Data mining: model selection - Algorithms and Integrated tree model

Before introduction of the model tree belongs to the weak learners, the algorithm itself is relatively simple, but after the merger and integration algorithm will produce better results. For example: + bagging = random forest tree; + boosting = tree boosting tree
here briefly describes the integration algorithm, and then random forest trees do enhance described.

Integrated algorithms

Integrated algorithms: by more models combined to solve practical problems.
A plurality of integrated model becomes a model called the Integrated evaluator for each model, the composition of the evaluator is called an integrated group evaluator .
Here Insert Picture Description
The "combination" of this embodiment mainly has the following two: bagging (on Bagging), lifting method (Boosting)
on Bagging and Boosting for individual learner same type, such integration is homogeneous ; and for different types of individual learner, such integration is heterogeneous .

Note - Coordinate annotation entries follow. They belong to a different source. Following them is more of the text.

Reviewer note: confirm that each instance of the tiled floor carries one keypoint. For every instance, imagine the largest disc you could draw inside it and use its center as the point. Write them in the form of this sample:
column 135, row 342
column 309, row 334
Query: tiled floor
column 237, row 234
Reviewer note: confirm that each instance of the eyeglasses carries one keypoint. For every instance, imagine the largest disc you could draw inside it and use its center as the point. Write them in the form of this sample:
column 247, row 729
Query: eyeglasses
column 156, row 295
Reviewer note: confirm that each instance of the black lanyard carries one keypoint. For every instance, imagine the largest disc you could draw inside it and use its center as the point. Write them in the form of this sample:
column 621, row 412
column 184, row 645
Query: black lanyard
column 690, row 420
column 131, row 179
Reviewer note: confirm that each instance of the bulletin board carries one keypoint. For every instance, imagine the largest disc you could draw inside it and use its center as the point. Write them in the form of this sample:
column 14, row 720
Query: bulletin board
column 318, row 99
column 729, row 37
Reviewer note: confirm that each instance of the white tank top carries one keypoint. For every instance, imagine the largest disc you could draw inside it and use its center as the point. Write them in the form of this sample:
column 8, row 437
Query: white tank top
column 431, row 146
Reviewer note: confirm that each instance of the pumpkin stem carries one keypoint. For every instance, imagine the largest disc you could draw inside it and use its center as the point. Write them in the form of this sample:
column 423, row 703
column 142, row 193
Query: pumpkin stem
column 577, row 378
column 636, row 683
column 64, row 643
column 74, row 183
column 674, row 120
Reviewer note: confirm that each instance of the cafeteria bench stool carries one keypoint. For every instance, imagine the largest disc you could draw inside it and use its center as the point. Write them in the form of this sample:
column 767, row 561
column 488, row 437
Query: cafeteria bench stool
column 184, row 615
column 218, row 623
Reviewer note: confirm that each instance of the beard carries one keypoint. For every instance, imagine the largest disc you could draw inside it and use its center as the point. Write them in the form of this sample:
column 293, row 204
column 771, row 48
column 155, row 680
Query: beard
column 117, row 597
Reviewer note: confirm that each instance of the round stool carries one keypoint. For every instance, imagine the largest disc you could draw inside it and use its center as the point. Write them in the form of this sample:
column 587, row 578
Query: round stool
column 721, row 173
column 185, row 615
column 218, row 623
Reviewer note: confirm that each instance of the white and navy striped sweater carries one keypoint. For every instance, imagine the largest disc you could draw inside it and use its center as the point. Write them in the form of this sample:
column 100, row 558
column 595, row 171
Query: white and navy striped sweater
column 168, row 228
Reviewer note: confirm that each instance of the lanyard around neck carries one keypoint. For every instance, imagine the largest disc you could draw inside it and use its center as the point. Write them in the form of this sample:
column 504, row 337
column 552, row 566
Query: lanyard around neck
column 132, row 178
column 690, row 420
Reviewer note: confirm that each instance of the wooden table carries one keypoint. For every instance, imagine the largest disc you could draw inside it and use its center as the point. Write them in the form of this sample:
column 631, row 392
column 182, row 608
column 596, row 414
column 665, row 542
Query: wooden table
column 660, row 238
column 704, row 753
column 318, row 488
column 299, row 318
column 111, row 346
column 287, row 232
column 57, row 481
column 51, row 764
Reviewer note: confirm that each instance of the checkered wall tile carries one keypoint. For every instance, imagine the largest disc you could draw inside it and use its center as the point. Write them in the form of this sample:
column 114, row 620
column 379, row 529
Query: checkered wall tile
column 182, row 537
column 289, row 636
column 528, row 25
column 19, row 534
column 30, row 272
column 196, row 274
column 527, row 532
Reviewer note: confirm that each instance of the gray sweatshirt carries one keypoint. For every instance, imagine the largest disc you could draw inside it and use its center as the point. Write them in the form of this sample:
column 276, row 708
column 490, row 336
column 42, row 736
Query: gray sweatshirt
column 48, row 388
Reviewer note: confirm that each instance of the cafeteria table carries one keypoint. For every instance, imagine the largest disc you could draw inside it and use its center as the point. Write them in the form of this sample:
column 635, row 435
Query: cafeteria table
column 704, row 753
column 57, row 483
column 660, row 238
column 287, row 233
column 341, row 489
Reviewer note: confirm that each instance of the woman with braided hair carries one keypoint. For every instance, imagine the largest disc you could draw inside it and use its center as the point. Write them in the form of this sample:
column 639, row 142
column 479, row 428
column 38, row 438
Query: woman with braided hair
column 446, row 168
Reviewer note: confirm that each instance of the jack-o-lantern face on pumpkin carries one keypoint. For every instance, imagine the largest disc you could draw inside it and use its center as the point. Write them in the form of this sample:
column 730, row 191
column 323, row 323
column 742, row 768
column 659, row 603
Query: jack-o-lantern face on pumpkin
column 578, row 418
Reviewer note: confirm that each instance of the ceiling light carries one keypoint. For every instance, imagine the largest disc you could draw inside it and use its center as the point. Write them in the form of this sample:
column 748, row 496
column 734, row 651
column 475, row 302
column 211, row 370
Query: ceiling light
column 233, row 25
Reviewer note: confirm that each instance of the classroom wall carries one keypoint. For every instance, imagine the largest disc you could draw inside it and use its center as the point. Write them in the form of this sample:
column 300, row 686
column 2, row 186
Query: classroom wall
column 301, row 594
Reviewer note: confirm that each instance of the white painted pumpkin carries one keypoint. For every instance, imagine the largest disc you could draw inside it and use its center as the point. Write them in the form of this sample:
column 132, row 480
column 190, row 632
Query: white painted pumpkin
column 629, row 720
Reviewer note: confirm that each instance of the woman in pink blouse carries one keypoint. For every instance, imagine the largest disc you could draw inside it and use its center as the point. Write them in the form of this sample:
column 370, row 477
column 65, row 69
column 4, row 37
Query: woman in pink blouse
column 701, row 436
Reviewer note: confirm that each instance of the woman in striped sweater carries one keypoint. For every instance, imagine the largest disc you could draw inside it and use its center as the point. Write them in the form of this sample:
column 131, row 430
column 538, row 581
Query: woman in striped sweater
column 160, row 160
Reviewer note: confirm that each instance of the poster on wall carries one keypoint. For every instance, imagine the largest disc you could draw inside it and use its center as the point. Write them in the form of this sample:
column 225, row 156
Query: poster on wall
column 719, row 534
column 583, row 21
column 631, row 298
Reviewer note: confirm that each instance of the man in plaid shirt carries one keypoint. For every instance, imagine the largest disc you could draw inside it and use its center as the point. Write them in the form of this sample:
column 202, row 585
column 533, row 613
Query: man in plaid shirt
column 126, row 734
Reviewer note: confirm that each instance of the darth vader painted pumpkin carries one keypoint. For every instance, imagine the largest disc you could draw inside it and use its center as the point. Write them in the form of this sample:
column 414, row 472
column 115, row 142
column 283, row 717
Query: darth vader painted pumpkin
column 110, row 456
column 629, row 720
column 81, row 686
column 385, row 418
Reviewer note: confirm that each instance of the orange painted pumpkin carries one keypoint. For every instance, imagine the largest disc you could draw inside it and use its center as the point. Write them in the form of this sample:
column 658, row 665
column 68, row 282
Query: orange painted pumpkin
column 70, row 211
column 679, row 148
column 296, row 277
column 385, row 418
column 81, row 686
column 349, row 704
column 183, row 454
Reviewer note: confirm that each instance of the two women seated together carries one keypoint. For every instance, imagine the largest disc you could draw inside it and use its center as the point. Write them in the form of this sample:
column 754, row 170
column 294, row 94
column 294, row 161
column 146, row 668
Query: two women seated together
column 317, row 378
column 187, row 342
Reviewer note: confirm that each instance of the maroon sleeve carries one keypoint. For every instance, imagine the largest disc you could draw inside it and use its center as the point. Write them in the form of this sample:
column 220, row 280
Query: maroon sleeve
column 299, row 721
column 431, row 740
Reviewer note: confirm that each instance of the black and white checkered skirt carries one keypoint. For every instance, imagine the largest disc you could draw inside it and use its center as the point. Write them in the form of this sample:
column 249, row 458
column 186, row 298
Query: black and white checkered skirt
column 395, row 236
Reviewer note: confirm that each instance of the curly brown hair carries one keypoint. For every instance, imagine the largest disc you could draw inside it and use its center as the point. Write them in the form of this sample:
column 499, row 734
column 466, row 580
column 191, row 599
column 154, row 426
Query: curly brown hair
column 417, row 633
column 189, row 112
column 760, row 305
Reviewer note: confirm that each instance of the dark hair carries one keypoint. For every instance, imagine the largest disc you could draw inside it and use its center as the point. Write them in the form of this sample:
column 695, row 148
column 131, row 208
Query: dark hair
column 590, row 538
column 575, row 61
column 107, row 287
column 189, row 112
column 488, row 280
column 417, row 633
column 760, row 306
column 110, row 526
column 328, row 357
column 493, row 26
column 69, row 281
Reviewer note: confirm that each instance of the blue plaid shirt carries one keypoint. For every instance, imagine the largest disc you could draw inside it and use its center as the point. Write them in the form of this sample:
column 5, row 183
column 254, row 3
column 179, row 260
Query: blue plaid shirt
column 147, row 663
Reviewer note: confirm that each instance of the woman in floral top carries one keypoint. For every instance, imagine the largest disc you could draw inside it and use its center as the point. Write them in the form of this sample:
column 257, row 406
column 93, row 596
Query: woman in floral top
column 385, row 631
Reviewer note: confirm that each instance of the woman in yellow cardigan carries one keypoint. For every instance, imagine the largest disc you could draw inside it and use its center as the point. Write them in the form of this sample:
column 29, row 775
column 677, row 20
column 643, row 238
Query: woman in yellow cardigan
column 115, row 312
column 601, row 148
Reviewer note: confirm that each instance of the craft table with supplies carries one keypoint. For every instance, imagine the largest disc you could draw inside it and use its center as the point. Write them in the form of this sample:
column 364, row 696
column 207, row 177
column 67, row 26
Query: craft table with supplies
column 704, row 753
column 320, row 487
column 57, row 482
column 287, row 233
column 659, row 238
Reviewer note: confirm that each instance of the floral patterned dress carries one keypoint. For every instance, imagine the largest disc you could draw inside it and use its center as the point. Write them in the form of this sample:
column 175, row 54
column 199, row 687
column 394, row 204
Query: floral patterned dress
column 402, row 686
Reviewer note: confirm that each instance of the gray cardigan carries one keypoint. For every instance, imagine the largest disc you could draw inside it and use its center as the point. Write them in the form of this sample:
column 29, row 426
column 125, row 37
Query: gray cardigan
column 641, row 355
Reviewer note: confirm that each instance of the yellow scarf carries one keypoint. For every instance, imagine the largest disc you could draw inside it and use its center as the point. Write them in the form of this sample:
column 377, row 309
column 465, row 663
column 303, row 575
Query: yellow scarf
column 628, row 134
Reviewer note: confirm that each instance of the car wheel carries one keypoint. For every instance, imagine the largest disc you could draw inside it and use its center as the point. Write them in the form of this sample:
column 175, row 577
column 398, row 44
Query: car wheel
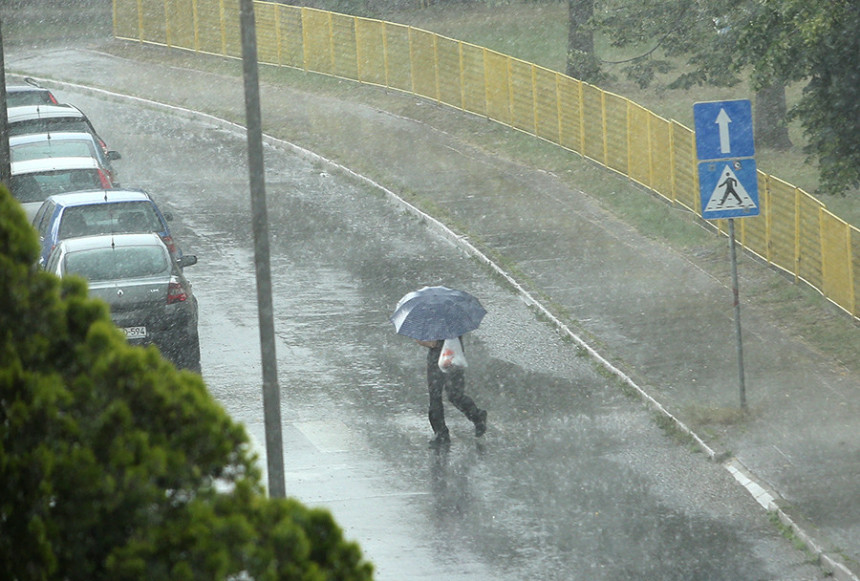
column 189, row 354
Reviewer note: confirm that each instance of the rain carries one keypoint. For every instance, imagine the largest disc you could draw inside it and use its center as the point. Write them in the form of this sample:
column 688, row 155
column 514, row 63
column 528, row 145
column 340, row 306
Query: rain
column 578, row 475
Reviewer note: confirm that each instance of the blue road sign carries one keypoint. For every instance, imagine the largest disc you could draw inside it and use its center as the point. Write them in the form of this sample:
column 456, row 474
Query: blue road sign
column 724, row 129
column 728, row 188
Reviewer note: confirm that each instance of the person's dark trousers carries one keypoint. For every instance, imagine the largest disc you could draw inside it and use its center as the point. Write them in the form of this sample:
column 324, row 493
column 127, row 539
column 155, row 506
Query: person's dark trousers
column 454, row 383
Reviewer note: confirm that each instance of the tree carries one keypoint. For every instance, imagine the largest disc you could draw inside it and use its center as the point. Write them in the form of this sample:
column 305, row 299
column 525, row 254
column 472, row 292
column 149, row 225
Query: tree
column 771, row 42
column 114, row 465
column 814, row 41
column 581, row 61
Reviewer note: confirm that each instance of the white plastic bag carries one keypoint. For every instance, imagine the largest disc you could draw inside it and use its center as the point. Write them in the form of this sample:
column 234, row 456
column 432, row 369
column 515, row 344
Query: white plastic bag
column 452, row 355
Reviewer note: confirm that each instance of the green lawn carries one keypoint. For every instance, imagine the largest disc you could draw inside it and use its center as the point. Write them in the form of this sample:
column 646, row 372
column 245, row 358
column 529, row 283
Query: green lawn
column 538, row 33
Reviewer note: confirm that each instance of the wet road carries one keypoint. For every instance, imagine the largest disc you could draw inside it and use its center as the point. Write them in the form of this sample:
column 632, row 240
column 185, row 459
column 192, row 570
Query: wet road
column 573, row 480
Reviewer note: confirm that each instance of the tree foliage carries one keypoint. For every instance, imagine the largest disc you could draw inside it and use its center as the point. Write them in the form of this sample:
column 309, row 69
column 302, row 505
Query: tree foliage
column 770, row 42
column 114, row 465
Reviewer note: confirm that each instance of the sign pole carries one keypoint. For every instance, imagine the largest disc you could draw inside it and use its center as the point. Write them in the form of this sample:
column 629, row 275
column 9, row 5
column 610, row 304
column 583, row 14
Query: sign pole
column 728, row 181
column 737, row 305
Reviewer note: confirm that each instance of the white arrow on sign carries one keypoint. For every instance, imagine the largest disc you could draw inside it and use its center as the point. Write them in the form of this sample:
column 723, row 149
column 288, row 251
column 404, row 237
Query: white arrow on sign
column 723, row 121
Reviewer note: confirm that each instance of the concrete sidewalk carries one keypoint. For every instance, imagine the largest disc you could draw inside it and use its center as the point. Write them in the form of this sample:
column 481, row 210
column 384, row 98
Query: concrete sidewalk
column 659, row 319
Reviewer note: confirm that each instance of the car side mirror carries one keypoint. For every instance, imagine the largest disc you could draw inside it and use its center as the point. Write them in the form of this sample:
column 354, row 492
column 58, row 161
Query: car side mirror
column 186, row 260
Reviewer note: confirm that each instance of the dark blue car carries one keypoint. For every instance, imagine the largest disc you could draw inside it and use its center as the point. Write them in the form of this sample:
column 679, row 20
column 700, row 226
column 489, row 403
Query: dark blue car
column 86, row 213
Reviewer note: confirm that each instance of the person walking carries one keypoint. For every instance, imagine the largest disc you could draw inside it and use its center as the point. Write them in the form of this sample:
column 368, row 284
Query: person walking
column 453, row 383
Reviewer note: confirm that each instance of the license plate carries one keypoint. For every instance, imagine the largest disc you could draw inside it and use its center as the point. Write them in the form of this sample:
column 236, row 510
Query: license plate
column 135, row 332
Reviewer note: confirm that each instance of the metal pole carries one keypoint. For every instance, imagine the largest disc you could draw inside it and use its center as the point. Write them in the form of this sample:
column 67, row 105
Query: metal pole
column 5, row 159
column 737, row 304
column 256, row 168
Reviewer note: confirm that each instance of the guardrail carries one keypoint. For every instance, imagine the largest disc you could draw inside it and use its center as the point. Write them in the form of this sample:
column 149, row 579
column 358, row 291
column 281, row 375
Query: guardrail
column 794, row 231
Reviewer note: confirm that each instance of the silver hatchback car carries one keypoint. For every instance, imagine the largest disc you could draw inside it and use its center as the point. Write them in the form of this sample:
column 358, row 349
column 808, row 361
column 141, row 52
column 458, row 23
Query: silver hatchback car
column 149, row 297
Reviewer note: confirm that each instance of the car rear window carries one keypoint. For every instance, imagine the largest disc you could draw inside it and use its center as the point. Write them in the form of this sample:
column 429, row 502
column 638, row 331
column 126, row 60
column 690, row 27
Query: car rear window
column 42, row 149
column 48, row 125
column 111, row 218
column 122, row 262
column 29, row 97
column 35, row 187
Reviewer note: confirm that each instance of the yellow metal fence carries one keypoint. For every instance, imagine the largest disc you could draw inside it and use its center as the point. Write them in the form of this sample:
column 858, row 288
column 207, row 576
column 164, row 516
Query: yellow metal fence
column 794, row 232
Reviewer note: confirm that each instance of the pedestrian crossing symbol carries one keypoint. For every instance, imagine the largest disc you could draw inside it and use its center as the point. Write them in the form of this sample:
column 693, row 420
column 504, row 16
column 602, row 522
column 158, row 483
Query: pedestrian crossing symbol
column 728, row 189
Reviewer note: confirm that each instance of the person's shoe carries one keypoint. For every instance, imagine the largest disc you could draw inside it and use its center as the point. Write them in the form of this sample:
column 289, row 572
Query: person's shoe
column 481, row 423
column 442, row 438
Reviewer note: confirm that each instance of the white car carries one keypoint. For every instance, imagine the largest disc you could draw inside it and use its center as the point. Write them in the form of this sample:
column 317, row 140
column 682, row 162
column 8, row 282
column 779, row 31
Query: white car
column 62, row 144
column 34, row 180
column 50, row 118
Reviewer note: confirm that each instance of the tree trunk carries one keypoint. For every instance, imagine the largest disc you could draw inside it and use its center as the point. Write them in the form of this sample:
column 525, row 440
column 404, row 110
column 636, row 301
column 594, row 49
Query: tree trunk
column 770, row 112
column 581, row 62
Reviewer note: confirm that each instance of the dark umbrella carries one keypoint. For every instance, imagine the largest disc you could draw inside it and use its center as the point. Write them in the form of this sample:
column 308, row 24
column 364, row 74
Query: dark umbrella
column 437, row 312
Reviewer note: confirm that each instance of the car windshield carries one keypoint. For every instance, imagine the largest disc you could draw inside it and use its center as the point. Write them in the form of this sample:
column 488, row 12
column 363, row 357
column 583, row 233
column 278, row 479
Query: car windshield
column 47, row 125
column 42, row 149
column 36, row 187
column 119, row 263
column 111, row 218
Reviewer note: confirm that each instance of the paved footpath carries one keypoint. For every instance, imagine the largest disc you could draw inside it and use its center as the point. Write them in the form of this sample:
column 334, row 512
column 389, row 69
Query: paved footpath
column 662, row 322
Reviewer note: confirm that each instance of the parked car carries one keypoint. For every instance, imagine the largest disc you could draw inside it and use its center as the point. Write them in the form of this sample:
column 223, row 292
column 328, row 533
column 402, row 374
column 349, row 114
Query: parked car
column 29, row 94
column 50, row 118
column 63, row 144
column 116, row 211
column 149, row 297
column 34, row 180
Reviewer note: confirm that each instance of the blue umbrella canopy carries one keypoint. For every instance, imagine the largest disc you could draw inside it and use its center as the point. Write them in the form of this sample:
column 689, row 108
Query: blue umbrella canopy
column 437, row 312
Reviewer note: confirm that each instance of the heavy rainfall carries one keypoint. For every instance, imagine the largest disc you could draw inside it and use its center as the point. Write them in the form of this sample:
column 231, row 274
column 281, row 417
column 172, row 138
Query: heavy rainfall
column 599, row 342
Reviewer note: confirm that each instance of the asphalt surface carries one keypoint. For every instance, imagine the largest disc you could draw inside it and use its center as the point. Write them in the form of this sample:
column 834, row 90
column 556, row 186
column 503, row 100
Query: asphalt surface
column 653, row 317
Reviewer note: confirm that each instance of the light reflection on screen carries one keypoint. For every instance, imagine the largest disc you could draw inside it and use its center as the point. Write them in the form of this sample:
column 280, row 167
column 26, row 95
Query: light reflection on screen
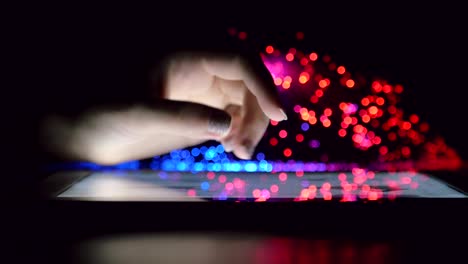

According to the homogeneity of the weak learners if there is a dependency between homogeneity can be integrated classification categories:

  • Exists between the weak learner strong dependency, a series of weak learner basically required Serial generated (the weak learner is a result of the processing of weak learners) representative algorithm is a series of Boosting algorithms;
  • No difference between the weak learner strong dependencies can be a series of weak learner generated in parallel , (weak learner co-treatment, independent of each other) algorithm is representative of Bagging family of algorithms.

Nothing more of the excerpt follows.